King's Peak Trail - part 2

Sunday, September 28, 2014

To the east, a clear sky is becoming lighter as dawn approaches. I am awake before my alarm with a more than a bit of anticipation about the day. The arid alpine air almost has my wool socks dry. I wish that I could say the same about cold wet boots. I walk over to my food cache to find that a marmot had attempted a raid during the night. It had a go at my feed bag but I have enough left to salvage breakfast and snacks through to lunchtime. Breakfast is a couple packets of instant oatmeal. With water on the boil, I notice near my compact stove, a small plant with some late season berries on it. Looking wider, I see an entire blueberry patch with ripe wild berries. Oatmeal never tasted so good!

Strangely, on my mind is the trek out. It shouldn't be. Three ridges, the Ramparts, Queen's Ridge and King's Peak are backlit with the rising sun; they should be what I am excited about. At 1,450 metres, I contemplate the energy of adding another 600+ metres of elevation to my solo adventure. How could this even be a question? The weather is perfect. I put together and hiked a a good plan to get this high up so far. It is probably not knowing what the trail is like ahead of me but climbing down that ravine now should not be on my mind.

I gather myself with a familiar promise. Continue upward for an hour if I am not seeing progress toward King's Peak, then I can turn around.

With my camera bag and a full Nalgene bottle of water, I took a deep breath and started up the hill.

Lots of small scrambles on the Ramparts lead me to a view of Mount Colonel Foster. I stop to take a picture. Studying the photograph on the small LCD screen of my camera makes the effort of the trip worth it. Of all the pictures I have taken so far, if I only have this picture to take home, the trip would be a success.

Mount Colonel Foster

Apart from one exposed section on Queen's Ridge, the hike is relatively easy. There are enough cairns built allowing me to navigate the southern side of this range. I reach the saddle between Queen's Ridge and the King's Peak approach just as the sun begins to peek around the mountain. I look at my watch; 1,875m. For someone who that spends most of his recreation time at sea level, the view up here is breathtaking.

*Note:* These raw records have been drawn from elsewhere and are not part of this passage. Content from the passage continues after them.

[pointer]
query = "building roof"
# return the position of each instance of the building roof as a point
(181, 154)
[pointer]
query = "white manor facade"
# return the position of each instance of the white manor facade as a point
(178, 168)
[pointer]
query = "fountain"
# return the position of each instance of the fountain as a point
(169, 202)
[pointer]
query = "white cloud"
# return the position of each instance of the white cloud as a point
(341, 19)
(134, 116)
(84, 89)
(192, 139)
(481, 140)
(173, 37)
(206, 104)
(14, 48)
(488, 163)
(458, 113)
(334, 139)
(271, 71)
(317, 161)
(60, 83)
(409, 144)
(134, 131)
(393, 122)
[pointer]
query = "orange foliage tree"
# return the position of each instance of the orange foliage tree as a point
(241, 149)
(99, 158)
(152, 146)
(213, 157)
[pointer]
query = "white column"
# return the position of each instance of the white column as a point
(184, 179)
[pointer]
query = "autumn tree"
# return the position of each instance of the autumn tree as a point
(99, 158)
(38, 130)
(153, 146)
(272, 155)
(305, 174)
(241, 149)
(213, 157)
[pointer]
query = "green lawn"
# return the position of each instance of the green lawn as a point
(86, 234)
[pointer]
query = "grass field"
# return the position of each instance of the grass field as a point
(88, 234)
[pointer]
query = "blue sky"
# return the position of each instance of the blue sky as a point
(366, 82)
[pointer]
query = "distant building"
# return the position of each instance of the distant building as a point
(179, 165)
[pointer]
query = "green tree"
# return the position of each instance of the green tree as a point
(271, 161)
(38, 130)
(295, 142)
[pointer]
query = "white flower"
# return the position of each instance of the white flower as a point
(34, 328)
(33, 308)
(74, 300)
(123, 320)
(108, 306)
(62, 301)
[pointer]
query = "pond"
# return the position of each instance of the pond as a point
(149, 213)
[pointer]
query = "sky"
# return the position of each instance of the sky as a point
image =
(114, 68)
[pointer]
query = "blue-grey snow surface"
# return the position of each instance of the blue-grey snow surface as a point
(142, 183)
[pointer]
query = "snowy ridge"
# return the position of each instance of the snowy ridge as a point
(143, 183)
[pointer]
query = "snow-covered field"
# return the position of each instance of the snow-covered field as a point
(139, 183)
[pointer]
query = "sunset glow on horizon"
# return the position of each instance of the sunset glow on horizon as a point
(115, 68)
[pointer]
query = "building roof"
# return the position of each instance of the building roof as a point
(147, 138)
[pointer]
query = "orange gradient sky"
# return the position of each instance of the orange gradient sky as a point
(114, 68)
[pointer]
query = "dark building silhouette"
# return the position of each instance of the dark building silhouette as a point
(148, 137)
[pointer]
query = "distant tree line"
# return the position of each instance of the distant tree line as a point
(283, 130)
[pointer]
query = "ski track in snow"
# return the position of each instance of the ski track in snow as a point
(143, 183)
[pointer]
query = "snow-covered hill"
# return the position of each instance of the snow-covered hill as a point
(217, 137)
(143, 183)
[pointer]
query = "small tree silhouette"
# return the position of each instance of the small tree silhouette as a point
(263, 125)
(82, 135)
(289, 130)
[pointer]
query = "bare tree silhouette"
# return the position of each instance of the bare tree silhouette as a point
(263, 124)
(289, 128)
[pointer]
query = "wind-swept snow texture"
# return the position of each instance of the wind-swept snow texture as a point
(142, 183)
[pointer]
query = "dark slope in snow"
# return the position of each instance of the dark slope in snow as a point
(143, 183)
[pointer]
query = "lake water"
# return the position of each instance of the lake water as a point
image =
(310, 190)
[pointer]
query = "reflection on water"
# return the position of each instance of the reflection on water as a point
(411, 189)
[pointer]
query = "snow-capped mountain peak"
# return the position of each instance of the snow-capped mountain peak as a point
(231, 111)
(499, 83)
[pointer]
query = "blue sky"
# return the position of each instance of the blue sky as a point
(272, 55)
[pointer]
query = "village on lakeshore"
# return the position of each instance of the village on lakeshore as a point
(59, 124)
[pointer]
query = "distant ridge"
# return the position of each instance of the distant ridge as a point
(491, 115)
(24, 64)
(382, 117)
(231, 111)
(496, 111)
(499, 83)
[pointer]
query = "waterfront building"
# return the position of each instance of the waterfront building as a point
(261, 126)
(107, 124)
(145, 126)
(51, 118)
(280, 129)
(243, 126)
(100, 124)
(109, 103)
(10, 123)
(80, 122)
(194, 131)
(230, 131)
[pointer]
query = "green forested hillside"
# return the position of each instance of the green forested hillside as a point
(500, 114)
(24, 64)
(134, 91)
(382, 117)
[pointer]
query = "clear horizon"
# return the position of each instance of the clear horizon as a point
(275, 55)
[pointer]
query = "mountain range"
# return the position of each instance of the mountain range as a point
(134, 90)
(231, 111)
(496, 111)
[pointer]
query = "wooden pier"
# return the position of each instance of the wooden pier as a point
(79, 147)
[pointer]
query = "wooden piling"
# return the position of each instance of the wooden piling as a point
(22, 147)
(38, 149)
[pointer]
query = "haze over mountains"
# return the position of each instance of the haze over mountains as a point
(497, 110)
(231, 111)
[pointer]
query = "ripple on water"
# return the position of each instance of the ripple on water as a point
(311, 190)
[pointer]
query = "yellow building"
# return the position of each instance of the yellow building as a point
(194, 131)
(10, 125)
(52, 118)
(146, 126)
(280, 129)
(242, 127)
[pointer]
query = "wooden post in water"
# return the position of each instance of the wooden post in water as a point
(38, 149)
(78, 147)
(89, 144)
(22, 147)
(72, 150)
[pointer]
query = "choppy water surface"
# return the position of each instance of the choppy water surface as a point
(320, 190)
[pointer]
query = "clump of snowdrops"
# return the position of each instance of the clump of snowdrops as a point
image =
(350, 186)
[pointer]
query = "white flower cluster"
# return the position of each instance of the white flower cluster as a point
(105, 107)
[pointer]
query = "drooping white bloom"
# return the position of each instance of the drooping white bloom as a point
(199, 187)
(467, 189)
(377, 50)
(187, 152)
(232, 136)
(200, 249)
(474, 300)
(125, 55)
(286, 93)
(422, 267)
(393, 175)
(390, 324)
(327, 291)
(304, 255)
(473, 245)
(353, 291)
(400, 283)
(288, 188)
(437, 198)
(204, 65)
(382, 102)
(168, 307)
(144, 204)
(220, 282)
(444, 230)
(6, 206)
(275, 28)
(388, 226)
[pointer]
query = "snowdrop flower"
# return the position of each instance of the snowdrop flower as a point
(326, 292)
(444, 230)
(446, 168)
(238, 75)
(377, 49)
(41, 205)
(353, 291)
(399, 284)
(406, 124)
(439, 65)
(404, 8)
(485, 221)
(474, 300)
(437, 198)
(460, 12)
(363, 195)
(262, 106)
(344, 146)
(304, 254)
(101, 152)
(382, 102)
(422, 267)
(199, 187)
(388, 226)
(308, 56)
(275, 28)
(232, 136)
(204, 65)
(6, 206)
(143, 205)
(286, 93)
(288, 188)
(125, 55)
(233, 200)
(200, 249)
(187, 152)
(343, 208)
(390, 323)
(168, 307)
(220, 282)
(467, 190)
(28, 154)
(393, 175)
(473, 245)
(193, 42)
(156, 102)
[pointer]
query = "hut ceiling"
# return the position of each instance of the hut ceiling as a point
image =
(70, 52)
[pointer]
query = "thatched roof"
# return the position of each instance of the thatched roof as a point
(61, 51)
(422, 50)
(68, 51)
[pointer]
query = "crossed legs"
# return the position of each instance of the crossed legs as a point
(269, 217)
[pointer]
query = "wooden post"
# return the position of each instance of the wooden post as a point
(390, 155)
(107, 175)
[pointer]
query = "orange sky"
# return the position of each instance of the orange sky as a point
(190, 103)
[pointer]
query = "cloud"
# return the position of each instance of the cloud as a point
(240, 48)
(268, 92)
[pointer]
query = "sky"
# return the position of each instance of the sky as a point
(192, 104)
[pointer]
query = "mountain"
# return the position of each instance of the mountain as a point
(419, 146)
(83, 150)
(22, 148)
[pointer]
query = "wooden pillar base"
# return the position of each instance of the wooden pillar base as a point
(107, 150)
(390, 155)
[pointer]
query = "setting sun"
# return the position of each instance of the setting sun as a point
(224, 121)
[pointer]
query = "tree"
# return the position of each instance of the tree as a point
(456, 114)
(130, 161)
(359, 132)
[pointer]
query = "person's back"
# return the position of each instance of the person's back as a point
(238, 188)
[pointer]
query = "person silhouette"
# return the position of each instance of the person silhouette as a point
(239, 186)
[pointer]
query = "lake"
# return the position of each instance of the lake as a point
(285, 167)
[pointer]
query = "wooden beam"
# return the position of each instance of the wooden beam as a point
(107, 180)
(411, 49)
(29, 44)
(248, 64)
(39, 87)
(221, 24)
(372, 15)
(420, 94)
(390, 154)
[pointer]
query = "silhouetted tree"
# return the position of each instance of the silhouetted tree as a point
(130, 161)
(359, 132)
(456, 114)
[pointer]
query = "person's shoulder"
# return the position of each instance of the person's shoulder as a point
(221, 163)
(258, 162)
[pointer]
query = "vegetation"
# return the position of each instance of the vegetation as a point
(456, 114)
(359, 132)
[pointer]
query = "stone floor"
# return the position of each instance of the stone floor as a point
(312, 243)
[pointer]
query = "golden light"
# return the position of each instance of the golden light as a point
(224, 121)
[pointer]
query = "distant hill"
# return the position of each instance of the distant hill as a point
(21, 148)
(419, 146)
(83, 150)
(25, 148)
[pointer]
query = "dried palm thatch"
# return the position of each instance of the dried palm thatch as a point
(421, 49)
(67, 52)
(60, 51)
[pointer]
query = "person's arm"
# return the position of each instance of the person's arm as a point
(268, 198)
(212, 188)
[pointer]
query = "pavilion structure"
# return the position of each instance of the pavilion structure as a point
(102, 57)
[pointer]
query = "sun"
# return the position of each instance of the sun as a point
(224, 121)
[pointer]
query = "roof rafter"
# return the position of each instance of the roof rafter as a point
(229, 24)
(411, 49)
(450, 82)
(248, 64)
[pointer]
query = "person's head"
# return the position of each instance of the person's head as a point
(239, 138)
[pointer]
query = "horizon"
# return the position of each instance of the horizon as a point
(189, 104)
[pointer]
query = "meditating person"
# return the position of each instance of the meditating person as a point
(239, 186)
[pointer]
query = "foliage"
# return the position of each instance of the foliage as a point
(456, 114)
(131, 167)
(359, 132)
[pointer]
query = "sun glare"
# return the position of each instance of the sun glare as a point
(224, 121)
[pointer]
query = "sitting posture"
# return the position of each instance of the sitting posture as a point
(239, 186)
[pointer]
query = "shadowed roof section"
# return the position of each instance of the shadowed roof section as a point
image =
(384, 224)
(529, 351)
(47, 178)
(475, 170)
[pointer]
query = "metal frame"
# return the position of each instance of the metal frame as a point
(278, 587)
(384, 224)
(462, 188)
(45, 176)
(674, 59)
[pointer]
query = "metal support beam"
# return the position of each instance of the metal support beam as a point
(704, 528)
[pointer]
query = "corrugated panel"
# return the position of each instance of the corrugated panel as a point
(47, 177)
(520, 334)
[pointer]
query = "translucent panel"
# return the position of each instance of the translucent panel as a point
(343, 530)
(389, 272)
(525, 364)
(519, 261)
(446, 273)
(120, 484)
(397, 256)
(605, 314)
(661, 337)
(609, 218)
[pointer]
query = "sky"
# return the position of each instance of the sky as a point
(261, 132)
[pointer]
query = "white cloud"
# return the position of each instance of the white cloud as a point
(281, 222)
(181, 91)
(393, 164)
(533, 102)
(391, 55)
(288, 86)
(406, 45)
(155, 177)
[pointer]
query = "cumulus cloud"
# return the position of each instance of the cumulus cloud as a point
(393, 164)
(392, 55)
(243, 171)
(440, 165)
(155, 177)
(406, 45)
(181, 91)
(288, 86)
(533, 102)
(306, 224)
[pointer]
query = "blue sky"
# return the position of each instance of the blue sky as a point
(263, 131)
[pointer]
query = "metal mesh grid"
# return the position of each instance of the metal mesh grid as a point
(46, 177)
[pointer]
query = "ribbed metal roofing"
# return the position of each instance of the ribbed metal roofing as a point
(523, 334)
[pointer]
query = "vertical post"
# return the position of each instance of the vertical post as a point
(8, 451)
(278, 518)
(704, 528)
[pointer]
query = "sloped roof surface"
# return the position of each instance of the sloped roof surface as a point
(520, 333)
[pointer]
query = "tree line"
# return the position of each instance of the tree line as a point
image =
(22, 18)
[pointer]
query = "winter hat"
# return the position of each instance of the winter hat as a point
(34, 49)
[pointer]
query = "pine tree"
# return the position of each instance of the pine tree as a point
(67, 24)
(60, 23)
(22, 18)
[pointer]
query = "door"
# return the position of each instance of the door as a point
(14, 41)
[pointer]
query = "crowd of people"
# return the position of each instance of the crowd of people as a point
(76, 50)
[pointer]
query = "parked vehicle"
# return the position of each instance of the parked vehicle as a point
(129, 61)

I have already burned of this morning's oatmeal. Time for a bit more fuel before the discovering King's Peak for the first time.

A quick glance down at my watch, 2,035 metres; just 30 metres left to go but I may have figuratively hit the wall. In front of me is vertical rock featuring a single seam running up it. Without a harness, rope or the cojones to try, this looks to be the end of my trek. I turn and look to the south. The Elkhorn, a very picturesque mountain is seemingly a tee shot across a valley away. This is a view that many have taken away from a trip up to King's Peak but with more rock above me, I am not at the peak yet.

Staring at the seam as it rises up the wall is not making it any less steep or any less intimidating. Could I really say I went to King's Peak without getting above this wall?

Dejected but finally ok with my decision, I begin my hike down the mountain.

Looking back at the wall, a second vertical crack just west of the last one is now in view. Like the first, this one presents too much exposure for me to attempt. I continue walking, though not in direction that has me losing attitude. Skirting the base of the wall a third vertical crack appears. It would be a scramble but...

A small pile of rocks is the safe refuge for a painted PVC tube; it is adorned with a sticker reading "The Alpine Club of Canada." Its end cap is easy to pull off and a pencil and logbook are the contents that the tube is protecting. Signing my name and I find my self smiling with the excitement.

I am all alone at the top of this mountain and for a this tiny moment, King of King's Peak.